Let's begin. The impact velocity is given by Eq. \(\PageIndex{11}\),
\[
\begin{align}
v & =\sqrt{2 g h} \\
& =\sqrt{2\left(9.8 \mathrm{~m} / \mathrm{s}^{2}\right)(0.9144 \mathrm{~m})} \\
& =4.23347 \mathrm{~m} / \mathrm{s}
\end{align}
\]
We'll set the parachute terminal velocity \(v_{\infty}\) equal to this impact velocity. Now solve Eq. \(\PageIndex{5}\) for the weight \(m g\) :
\[m g=\frac{1}{2} C_{D} \rho A v_{\infty}^{2}\]

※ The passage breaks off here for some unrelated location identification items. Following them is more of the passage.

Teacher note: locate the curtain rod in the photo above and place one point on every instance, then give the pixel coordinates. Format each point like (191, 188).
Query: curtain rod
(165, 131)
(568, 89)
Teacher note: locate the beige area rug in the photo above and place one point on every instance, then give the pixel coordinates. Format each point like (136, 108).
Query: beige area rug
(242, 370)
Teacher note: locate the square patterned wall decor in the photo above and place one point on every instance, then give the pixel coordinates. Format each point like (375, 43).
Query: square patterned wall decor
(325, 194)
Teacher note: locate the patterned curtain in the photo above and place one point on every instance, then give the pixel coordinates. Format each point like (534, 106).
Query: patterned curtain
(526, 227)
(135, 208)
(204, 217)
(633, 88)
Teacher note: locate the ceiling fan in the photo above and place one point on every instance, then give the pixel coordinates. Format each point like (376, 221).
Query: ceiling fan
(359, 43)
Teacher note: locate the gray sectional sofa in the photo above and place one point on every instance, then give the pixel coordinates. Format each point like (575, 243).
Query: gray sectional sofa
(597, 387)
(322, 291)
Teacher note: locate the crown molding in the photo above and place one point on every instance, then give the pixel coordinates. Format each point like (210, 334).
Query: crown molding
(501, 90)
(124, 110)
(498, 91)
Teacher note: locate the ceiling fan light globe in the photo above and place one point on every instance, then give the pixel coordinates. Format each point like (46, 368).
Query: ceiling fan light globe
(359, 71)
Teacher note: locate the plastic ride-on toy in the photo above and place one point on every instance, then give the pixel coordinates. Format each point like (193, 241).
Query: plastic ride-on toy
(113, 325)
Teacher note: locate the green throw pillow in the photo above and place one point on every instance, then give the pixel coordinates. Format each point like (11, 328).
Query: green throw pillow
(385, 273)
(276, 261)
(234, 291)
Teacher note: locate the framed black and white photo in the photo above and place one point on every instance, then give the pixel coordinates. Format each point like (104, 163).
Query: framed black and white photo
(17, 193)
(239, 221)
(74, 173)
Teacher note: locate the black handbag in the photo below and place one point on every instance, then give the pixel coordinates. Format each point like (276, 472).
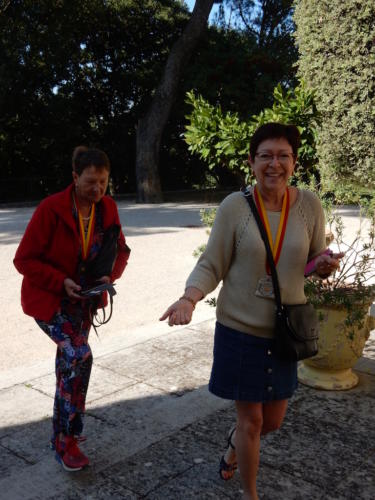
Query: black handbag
(296, 326)
(101, 265)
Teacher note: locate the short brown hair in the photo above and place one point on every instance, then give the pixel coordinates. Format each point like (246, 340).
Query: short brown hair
(84, 157)
(275, 130)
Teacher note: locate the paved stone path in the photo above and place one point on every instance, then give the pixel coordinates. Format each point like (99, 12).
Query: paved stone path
(153, 429)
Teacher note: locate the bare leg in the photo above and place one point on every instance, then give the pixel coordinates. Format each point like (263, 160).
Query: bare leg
(273, 415)
(248, 430)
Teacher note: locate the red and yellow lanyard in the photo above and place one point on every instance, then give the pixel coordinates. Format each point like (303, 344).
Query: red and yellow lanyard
(277, 246)
(86, 236)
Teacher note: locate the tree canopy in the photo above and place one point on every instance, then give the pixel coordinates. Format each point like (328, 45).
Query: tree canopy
(84, 72)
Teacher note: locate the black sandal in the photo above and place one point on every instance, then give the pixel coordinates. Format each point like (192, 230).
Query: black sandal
(224, 466)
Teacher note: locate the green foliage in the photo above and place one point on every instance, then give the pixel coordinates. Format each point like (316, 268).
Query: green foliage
(223, 139)
(351, 287)
(78, 72)
(337, 58)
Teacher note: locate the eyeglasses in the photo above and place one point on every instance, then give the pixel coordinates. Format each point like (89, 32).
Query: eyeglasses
(268, 157)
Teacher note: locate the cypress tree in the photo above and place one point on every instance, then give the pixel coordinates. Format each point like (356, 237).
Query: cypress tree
(336, 43)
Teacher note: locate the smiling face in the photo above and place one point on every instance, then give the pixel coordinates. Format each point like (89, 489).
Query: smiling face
(273, 164)
(91, 185)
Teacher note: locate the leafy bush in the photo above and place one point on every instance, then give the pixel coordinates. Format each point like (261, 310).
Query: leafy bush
(223, 139)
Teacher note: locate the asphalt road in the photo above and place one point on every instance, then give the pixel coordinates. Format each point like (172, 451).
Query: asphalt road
(162, 238)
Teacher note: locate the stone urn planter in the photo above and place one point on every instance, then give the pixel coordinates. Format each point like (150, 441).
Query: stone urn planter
(340, 348)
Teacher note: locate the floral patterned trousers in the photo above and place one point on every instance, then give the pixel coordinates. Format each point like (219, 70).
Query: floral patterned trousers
(69, 329)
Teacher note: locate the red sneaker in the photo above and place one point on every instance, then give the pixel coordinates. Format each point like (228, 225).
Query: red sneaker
(69, 454)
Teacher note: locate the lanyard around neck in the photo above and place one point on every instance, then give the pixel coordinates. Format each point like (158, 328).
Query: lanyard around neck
(277, 246)
(86, 236)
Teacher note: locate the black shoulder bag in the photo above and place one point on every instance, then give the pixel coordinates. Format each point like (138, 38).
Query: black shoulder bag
(102, 265)
(296, 326)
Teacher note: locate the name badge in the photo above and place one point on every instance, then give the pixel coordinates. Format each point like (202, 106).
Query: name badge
(265, 288)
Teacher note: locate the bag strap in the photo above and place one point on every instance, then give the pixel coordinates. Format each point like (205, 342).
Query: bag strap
(264, 236)
(95, 319)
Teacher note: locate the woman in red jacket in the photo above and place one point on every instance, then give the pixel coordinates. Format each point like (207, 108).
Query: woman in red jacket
(64, 234)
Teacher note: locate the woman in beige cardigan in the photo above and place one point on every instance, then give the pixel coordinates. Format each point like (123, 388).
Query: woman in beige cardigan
(245, 368)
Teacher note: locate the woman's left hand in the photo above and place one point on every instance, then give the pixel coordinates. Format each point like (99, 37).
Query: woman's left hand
(327, 264)
(104, 279)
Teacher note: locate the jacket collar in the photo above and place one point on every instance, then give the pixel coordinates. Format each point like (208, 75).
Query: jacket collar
(62, 206)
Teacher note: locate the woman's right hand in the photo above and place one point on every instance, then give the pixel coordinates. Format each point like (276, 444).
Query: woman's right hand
(179, 313)
(72, 289)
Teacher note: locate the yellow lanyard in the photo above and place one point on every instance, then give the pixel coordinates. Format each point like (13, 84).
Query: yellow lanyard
(275, 247)
(86, 237)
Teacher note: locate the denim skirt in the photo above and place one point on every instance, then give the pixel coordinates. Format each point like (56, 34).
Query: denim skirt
(245, 368)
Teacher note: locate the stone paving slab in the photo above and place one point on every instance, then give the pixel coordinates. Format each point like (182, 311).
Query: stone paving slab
(155, 432)
(32, 406)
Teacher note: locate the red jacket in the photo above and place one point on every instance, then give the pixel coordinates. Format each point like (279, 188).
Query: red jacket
(48, 253)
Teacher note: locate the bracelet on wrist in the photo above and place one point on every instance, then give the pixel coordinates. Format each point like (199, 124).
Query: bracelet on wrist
(189, 299)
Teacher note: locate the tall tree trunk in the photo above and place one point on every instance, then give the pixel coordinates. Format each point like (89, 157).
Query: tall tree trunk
(150, 127)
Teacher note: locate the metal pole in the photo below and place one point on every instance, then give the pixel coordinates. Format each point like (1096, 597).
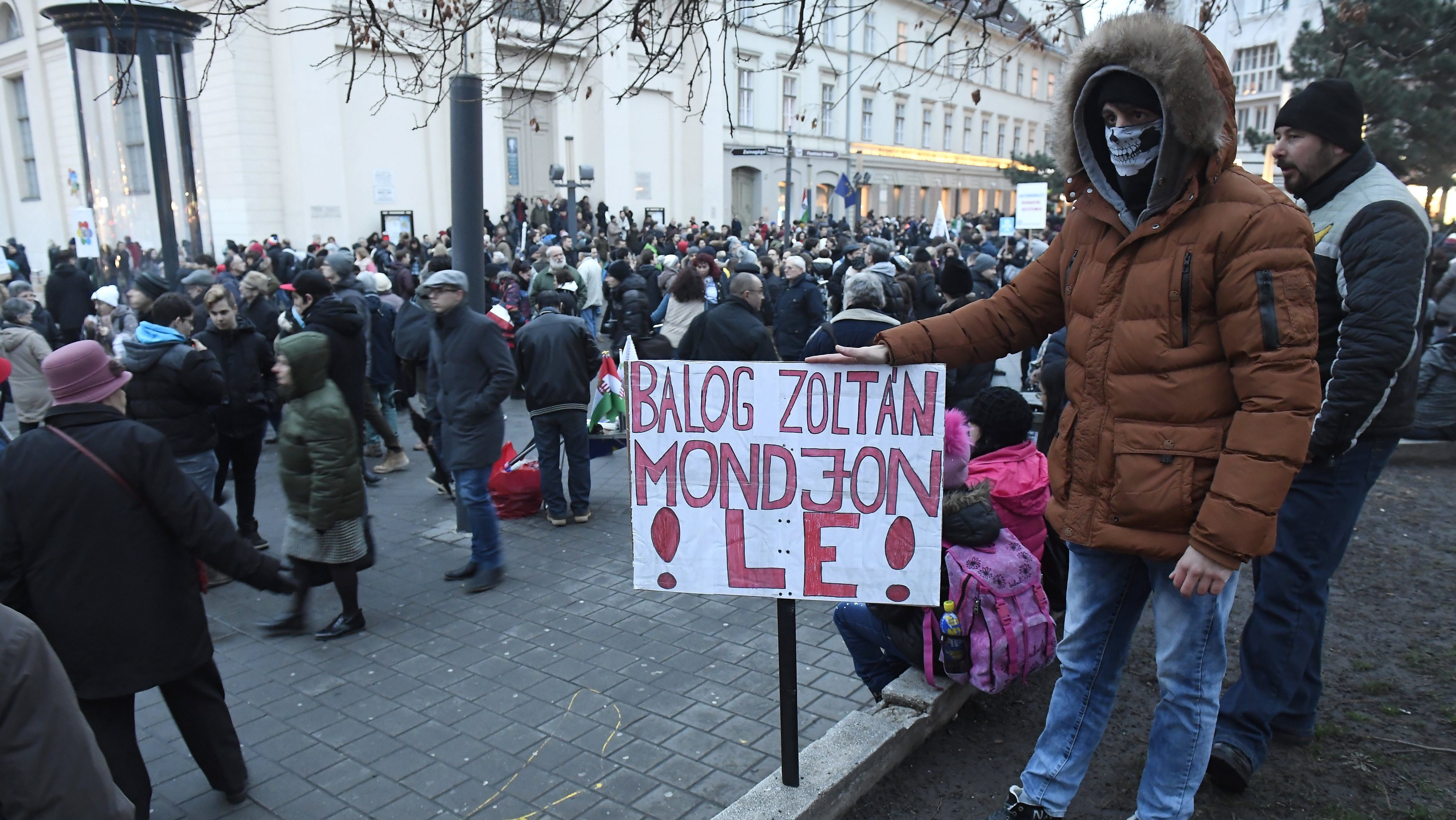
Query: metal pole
(788, 692)
(194, 215)
(81, 124)
(571, 190)
(468, 185)
(788, 188)
(158, 142)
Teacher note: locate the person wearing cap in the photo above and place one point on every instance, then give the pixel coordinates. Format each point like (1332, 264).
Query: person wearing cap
(25, 350)
(105, 561)
(1187, 289)
(68, 296)
(471, 373)
(111, 322)
(798, 309)
(1372, 238)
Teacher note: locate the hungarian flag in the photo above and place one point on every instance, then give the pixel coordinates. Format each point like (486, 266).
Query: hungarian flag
(609, 401)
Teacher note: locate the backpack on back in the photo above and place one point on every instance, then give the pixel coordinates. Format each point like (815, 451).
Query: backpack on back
(1004, 612)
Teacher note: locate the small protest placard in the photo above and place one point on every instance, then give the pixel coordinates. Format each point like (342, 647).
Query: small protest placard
(787, 480)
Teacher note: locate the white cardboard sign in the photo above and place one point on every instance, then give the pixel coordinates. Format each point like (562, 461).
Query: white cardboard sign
(787, 480)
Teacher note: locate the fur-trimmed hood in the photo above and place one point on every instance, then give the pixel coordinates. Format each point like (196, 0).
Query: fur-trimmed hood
(1186, 69)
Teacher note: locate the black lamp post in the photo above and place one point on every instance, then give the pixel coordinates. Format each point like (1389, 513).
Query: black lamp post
(138, 33)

Next replace the parachute area \(A\) with \(\pi d^{2} / 4\), where \(d\) is the parachute diameter:
\[m g=\frac{1}{8} \pi C_{D} \rho d^{2} v_{\infty}^{2}\]
and substitute the numbers we're given:
\[
\begin{align}
m g & =\frac{1}{8} \pi(1.5)\left(1.281447 \mathrm{~kg} / \mathrm{m}^{3}\right)(9.144 \mathrm{~m})^{2}(4.23347 \mathrm{~m} / \mathrm{s})^{2} \\
& =1131.1670 \mathrm{~N} \\
& =254 \mathrm{lbf}
\end{align}
\]
where in the final step we've converted back to British engineering units; the maximum design load is a weight of \(254 \mathrm{lbf}\).